At the end of 2014, the CJEU issued the Opinion 2/13, in which it found the Draft Agreement on EU Accession to the ECHR in its submitted form to be incompatible with EU primary law. With the CJEU's negative opinion, the possibility of fulfilling the contractual obligation set out in Article 6(2) TEU, which obliges the EU to accede to the ECHR, was called into question.
This master's thesis focuses on finding solutions to the above situation and the EU' s possible course of action on the accession project. Although the thesis is in principle future-oriented – a perspective after the Opinion 2/13 – the introductory part is dedicated to reviewing the history of the accession.
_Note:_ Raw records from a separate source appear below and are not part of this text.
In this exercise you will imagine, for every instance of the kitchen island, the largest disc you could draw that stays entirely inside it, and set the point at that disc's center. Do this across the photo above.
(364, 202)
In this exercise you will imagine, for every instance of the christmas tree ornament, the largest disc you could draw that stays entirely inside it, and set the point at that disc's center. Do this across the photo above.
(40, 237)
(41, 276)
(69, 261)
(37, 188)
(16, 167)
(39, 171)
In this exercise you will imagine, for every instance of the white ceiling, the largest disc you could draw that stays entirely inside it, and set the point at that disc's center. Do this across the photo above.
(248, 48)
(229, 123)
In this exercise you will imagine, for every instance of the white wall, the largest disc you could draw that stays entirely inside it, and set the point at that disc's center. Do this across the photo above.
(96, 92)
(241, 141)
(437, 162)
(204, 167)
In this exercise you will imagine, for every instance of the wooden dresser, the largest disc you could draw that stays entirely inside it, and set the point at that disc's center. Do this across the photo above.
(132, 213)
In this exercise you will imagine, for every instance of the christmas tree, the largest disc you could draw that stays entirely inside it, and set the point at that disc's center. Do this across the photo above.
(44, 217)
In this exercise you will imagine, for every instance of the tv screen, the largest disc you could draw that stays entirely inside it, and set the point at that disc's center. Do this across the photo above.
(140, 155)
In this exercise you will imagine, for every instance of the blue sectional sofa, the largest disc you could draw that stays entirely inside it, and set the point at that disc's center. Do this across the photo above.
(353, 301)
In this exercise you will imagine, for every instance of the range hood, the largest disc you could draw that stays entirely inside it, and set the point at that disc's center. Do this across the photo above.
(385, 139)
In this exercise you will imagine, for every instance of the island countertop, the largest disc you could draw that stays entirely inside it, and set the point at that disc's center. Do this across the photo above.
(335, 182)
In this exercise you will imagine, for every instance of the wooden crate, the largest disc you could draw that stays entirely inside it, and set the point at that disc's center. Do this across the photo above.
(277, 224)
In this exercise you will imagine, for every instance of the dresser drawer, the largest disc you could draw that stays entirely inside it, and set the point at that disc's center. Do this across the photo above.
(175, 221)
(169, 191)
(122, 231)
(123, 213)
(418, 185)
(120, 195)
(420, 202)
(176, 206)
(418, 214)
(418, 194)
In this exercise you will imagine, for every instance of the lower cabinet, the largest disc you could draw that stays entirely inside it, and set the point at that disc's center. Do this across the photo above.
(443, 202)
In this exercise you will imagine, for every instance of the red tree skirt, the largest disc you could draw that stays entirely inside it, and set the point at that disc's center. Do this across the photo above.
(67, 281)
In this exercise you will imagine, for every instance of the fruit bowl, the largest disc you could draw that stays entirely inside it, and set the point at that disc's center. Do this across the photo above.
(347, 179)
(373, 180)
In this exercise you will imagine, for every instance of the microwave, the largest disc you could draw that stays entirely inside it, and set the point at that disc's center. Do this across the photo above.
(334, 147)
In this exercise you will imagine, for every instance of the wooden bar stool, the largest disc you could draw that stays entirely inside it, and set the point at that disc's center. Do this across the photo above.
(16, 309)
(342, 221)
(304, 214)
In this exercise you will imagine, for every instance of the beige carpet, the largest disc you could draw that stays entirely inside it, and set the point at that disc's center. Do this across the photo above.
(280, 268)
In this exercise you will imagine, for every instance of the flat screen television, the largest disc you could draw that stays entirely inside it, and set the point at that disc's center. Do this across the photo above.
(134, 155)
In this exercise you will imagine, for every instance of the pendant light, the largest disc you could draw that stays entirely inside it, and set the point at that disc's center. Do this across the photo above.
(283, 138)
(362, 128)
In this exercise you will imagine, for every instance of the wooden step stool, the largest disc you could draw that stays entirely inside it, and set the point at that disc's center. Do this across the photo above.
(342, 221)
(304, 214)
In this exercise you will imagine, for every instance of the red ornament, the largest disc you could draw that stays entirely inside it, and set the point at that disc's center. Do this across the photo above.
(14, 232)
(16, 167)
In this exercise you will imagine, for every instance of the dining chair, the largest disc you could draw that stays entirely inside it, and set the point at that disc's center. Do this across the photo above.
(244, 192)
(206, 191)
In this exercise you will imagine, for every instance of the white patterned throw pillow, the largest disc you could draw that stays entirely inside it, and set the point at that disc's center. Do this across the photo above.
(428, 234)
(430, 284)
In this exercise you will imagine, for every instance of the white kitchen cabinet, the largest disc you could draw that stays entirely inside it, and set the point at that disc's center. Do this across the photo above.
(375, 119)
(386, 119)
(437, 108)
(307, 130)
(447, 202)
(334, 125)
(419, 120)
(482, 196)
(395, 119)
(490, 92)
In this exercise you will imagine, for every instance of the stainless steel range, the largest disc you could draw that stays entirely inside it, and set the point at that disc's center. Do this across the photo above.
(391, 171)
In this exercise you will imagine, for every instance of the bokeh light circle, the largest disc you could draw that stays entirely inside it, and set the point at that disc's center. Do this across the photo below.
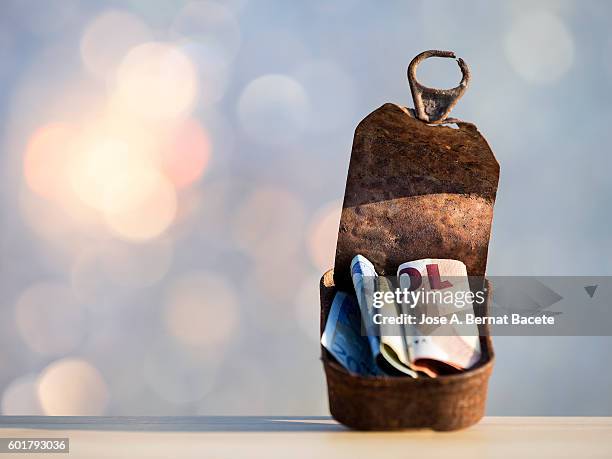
(108, 38)
(72, 387)
(143, 208)
(186, 154)
(156, 80)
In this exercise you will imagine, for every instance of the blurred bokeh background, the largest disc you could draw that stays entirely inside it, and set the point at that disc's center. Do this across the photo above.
(172, 176)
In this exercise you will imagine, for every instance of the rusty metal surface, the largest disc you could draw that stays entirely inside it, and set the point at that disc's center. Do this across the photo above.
(416, 190)
(434, 105)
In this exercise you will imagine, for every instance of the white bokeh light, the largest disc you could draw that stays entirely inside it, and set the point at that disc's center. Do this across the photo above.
(20, 398)
(156, 81)
(108, 38)
(202, 311)
(539, 47)
(72, 387)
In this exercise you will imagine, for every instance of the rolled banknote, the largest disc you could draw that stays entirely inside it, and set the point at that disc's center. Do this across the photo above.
(451, 346)
(389, 350)
(342, 337)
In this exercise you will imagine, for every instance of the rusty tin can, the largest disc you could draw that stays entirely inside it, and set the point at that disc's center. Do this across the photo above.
(417, 187)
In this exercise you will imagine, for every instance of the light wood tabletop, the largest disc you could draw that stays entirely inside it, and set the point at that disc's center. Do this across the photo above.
(311, 437)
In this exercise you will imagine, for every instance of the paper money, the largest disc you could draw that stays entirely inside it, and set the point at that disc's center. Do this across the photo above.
(454, 346)
(342, 337)
(388, 350)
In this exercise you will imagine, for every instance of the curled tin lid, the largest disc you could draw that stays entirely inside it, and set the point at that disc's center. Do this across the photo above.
(434, 105)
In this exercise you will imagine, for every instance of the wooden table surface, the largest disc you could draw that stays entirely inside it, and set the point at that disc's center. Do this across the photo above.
(311, 437)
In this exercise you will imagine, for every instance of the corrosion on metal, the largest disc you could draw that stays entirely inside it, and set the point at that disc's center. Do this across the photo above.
(416, 190)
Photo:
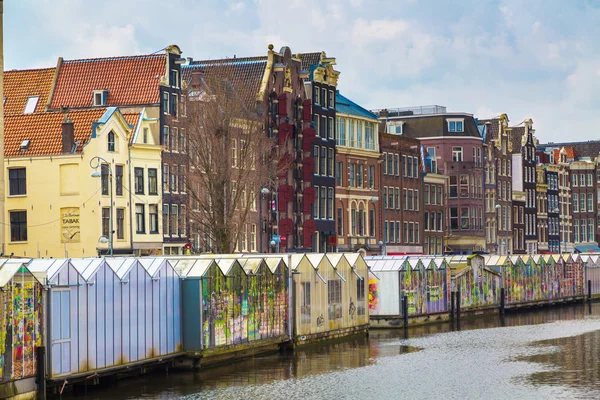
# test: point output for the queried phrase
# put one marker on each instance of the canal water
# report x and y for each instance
(543, 354)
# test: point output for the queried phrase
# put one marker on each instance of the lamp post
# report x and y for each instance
(556, 210)
(96, 162)
(498, 207)
(382, 243)
(273, 242)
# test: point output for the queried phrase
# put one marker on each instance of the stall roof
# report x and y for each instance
(46, 269)
(86, 267)
(153, 264)
(121, 266)
(199, 268)
(9, 267)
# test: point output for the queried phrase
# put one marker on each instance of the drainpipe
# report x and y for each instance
(131, 200)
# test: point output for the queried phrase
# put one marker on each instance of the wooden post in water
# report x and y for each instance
(405, 310)
(41, 372)
(458, 304)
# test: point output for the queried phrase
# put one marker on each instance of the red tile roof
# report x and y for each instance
(44, 131)
(132, 80)
(19, 85)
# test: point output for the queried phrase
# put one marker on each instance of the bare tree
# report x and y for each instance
(231, 156)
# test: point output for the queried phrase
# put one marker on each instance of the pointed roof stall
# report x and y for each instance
(46, 270)
(357, 263)
(322, 265)
(11, 266)
(155, 264)
(199, 268)
(340, 265)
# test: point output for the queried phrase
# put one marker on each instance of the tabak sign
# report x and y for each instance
(70, 231)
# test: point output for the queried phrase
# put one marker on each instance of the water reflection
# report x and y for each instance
(541, 353)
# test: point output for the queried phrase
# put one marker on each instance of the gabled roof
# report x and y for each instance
(591, 148)
(244, 74)
(309, 59)
(44, 131)
(130, 80)
(19, 85)
(346, 106)
(436, 125)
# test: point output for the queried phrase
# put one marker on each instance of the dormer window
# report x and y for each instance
(456, 125)
(31, 105)
(100, 97)
(111, 141)
(395, 127)
(174, 78)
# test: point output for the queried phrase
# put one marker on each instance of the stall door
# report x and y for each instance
(61, 332)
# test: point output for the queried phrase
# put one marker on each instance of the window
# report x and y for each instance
(153, 213)
(322, 199)
(165, 102)
(334, 298)
(166, 219)
(174, 223)
(174, 78)
(152, 181)
(323, 161)
(165, 178)
(105, 221)
(120, 223)
(329, 203)
(138, 174)
(31, 105)
(140, 218)
(111, 141)
(359, 175)
(338, 173)
(341, 131)
(119, 180)
(174, 171)
(454, 218)
(253, 237)
(457, 154)
(455, 125)
(17, 182)
(104, 179)
(18, 226)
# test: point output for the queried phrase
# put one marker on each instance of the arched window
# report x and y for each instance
(111, 141)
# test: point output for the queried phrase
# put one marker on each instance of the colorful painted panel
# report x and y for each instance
(20, 326)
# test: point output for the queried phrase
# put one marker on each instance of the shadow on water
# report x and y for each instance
(577, 362)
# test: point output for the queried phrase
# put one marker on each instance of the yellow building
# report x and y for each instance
(54, 207)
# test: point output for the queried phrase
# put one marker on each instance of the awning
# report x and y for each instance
(589, 248)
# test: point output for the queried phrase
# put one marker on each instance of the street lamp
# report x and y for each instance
(96, 162)
(498, 207)
(556, 210)
(382, 244)
(273, 242)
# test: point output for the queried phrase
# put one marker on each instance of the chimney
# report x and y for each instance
(68, 134)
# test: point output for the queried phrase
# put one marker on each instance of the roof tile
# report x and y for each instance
(44, 131)
(19, 85)
(132, 80)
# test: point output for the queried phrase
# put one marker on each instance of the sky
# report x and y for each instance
(536, 59)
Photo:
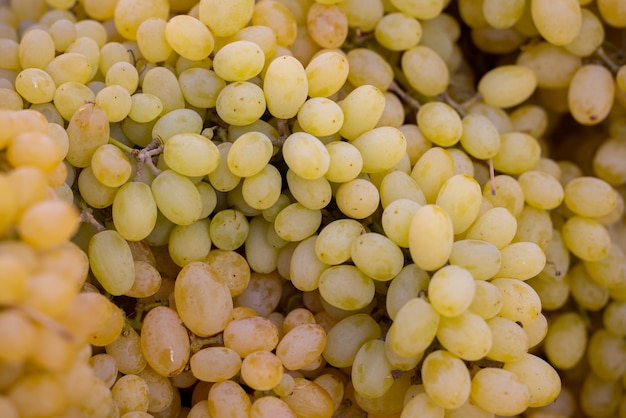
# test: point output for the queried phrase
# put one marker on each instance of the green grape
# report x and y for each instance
(446, 379)
(420, 9)
(499, 391)
(150, 38)
(358, 198)
(377, 256)
(461, 197)
(397, 185)
(144, 107)
(320, 116)
(130, 393)
(304, 266)
(487, 300)
(381, 148)
(480, 137)
(285, 86)
(481, 258)
(191, 154)
(313, 194)
(558, 22)
(225, 18)
(586, 238)
(189, 243)
(398, 32)
(521, 260)
(189, 37)
(440, 123)
(584, 290)
(164, 341)
(202, 299)
(306, 155)
(590, 107)
(111, 261)
(215, 364)
(162, 82)
(35, 85)
(509, 343)
(222, 179)
(115, 100)
(87, 130)
(362, 108)
(279, 18)
(301, 345)
(334, 242)
(249, 154)
(467, 335)
(590, 196)
(408, 284)
(598, 396)
(396, 220)
(177, 197)
(123, 74)
(345, 162)
(36, 49)
(371, 371)
(128, 15)
(451, 290)
(501, 14)
(228, 229)
(94, 193)
(200, 86)
(605, 353)
(239, 61)
(507, 86)
(177, 121)
(346, 337)
(425, 70)
(261, 255)
(110, 165)
(346, 287)
(134, 211)
(240, 103)
(367, 67)
(409, 337)
(520, 302)
(432, 170)
(326, 73)
(543, 381)
(431, 236)
(612, 13)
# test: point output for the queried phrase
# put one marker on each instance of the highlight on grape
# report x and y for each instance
(312, 208)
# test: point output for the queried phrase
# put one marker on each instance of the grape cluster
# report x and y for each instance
(312, 208)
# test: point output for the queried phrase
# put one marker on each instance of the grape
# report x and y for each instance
(164, 341)
(177, 197)
(507, 86)
(499, 391)
(208, 314)
(134, 211)
(239, 61)
(565, 28)
(590, 109)
(425, 70)
(111, 261)
(326, 73)
(431, 237)
(446, 379)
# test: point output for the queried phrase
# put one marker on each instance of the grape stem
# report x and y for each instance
(404, 96)
(198, 343)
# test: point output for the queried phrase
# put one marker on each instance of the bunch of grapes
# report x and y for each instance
(312, 208)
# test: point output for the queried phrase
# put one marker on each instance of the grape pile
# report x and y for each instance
(312, 208)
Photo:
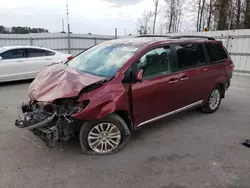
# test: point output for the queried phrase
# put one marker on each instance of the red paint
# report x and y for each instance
(59, 81)
(150, 98)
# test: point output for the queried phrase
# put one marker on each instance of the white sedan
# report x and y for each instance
(24, 62)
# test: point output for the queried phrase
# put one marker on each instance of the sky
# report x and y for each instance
(85, 16)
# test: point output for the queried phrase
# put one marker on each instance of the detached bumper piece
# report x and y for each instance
(48, 126)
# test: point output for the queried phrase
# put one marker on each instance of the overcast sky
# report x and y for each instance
(86, 16)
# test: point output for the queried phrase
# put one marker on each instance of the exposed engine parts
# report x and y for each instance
(52, 122)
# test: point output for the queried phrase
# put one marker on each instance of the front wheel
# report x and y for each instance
(213, 102)
(106, 136)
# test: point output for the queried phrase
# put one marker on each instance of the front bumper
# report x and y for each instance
(49, 128)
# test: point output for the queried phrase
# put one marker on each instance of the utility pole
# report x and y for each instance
(67, 13)
(63, 25)
(115, 33)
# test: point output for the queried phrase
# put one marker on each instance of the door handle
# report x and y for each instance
(173, 81)
(184, 78)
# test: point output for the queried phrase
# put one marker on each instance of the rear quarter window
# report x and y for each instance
(216, 52)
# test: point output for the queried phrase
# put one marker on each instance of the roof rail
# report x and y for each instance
(152, 35)
(191, 36)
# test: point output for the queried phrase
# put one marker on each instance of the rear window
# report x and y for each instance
(190, 55)
(216, 52)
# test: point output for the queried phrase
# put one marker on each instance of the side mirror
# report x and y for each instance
(139, 76)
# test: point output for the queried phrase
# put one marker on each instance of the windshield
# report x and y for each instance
(104, 59)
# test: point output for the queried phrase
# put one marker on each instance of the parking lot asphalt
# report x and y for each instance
(191, 150)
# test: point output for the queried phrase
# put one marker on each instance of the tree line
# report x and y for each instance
(22, 30)
(210, 14)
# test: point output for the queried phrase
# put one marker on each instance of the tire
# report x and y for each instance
(213, 102)
(110, 130)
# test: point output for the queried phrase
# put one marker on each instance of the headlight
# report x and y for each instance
(70, 106)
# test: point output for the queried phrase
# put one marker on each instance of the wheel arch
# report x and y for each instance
(126, 117)
(221, 86)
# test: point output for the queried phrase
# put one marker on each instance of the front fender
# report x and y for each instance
(104, 101)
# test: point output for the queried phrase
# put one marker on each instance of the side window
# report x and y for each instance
(190, 55)
(155, 62)
(36, 53)
(49, 53)
(127, 76)
(216, 52)
(13, 54)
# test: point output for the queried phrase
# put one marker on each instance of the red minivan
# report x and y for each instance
(110, 90)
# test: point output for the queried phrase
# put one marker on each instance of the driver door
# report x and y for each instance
(153, 98)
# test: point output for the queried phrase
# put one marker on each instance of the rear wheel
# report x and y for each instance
(213, 102)
(104, 136)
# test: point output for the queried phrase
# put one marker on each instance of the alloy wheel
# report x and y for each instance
(104, 137)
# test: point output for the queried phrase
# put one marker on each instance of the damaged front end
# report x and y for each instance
(51, 121)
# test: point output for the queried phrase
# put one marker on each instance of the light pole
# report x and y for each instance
(67, 13)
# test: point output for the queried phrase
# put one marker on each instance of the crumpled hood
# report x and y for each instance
(59, 81)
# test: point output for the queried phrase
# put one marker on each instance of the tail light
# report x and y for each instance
(70, 57)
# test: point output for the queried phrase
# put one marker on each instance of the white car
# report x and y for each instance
(24, 62)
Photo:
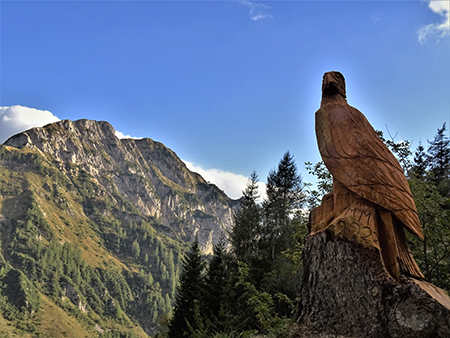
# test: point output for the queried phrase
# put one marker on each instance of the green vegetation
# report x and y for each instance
(79, 260)
(252, 291)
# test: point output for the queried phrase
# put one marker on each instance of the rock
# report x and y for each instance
(347, 292)
(143, 172)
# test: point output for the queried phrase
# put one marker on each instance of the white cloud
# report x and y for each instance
(258, 11)
(16, 119)
(121, 135)
(436, 29)
(232, 184)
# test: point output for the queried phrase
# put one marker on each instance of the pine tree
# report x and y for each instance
(420, 162)
(284, 199)
(439, 155)
(189, 291)
(215, 294)
(246, 229)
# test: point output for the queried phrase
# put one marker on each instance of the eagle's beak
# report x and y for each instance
(330, 85)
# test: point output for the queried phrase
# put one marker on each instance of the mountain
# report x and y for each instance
(93, 229)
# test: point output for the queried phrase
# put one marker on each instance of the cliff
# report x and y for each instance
(142, 172)
(93, 230)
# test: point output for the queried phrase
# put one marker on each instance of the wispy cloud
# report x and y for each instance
(16, 119)
(440, 30)
(121, 135)
(258, 11)
(232, 184)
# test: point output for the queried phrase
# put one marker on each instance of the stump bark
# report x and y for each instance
(347, 292)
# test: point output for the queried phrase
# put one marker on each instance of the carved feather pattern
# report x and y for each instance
(357, 158)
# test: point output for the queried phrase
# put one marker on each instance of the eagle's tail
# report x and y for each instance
(407, 263)
(394, 249)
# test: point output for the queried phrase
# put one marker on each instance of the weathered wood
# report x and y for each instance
(371, 195)
(346, 292)
(357, 266)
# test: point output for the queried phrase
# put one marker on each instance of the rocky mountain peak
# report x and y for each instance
(142, 172)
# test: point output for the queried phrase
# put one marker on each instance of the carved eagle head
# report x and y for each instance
(333, 83)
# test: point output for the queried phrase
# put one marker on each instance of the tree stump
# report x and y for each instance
(347, 292)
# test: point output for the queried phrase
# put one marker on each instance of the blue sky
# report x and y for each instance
(228, 85)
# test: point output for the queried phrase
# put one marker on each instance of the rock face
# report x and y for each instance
(141, 172)
(347, 292)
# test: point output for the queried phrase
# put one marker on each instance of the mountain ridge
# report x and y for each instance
(95, 227)
(94, 146)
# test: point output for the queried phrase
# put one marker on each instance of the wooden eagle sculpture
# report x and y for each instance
(371, 202)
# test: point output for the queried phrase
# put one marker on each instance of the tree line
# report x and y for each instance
(251, 284)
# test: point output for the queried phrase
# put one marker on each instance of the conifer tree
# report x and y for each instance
(420, 162)
(246, 229)
(215, 295)
(189, 291)
(284, 199)
(439, 158)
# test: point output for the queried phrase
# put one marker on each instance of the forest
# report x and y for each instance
(250, 285)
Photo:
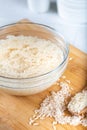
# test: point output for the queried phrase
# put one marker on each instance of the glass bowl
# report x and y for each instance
(33, 85)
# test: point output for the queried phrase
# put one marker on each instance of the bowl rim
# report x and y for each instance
(52, 30)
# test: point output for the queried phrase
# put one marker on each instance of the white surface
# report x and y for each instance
(38, 5)
(14, 10)
(75, 8)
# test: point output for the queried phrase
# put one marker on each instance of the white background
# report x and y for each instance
(14, 10)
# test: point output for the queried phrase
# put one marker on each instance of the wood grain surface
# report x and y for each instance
(15, 111)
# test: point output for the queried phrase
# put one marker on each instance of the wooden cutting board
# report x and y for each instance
(15, 111)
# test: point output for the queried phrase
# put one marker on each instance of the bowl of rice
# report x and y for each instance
(32, 57)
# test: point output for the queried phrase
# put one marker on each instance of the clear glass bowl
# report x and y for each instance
(33, 85)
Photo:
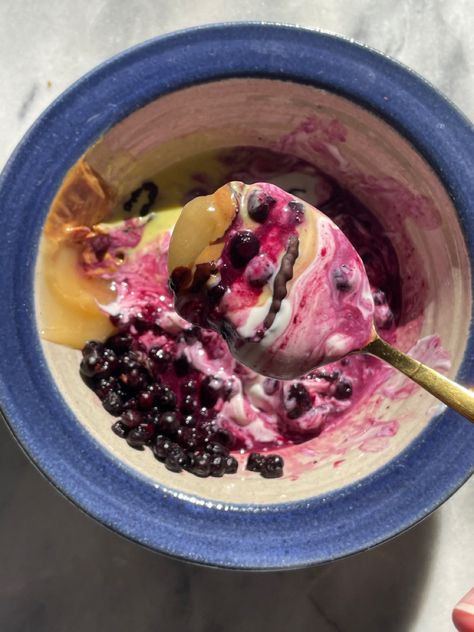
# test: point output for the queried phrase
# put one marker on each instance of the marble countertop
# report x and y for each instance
(60, 570)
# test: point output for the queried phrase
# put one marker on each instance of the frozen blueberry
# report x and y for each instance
(129, 361)
(113, 403)
(255, 462)
(223, 437)
(176, 460)
(189, 438)
(141, 435)
(215, 449)
(343, 389)
(231, 465)
(297, 210)
(201, 464)
(162, 446)
(244, 246)
(259, 206)
(146, 400)
(165, 399)
(189, 387)
(218, 466)
(160, 359)
(299, 400)
(131, 418)
(272, 466)
(168, 423)
(379, 297)
(119, 429)
(105, 385)
(92, 346)
(210, 391)
(135, 379)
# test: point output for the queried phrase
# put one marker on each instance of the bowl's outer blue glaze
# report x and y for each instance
(278, 536)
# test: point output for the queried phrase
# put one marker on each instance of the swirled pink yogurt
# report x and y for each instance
(283, 285)
(263, 413)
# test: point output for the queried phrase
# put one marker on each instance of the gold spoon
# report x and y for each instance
(198, 239)
(457, 397)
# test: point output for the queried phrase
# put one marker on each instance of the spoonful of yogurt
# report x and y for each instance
(283, 285)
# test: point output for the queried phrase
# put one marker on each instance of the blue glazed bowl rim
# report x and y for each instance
(286, 535)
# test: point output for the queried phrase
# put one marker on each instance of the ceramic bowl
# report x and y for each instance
(379, 130)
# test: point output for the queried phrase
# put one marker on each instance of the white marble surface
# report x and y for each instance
(59, 570)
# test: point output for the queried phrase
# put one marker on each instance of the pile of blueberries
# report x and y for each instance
(178, 424)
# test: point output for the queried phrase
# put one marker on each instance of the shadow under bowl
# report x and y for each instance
(377, 129)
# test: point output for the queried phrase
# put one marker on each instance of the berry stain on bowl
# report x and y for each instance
(148, 423)
(174, 388)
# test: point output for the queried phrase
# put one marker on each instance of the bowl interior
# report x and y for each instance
(372, 160)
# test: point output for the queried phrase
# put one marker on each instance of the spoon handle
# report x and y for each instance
(453, 395)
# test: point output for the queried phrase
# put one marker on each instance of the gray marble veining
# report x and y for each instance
(59, 570)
A brief overview of the development of human rights in the EU and of the steps leading from the very idea of EU accession to the ECHR to the Draft Agreement serves as a good starting point for analysis of the Opinion 2/13 and the individual concerns raised therein by the CJEU.
The individual solutions available to the EU in the efforts to coordinate its contractual obligation to accede to the ECHR with the negative Opinion 2/13 are analysed in the main part of this thesis, whereby each solution is critically assessed according to the findings in the previous chapters.
The conclusion provides a reflection on how each of the presented solutions would affect the further development of human rights in the EU and whether the accession to the ECHR is still the best way forward even after the issuance of the negative Opinion 2/13.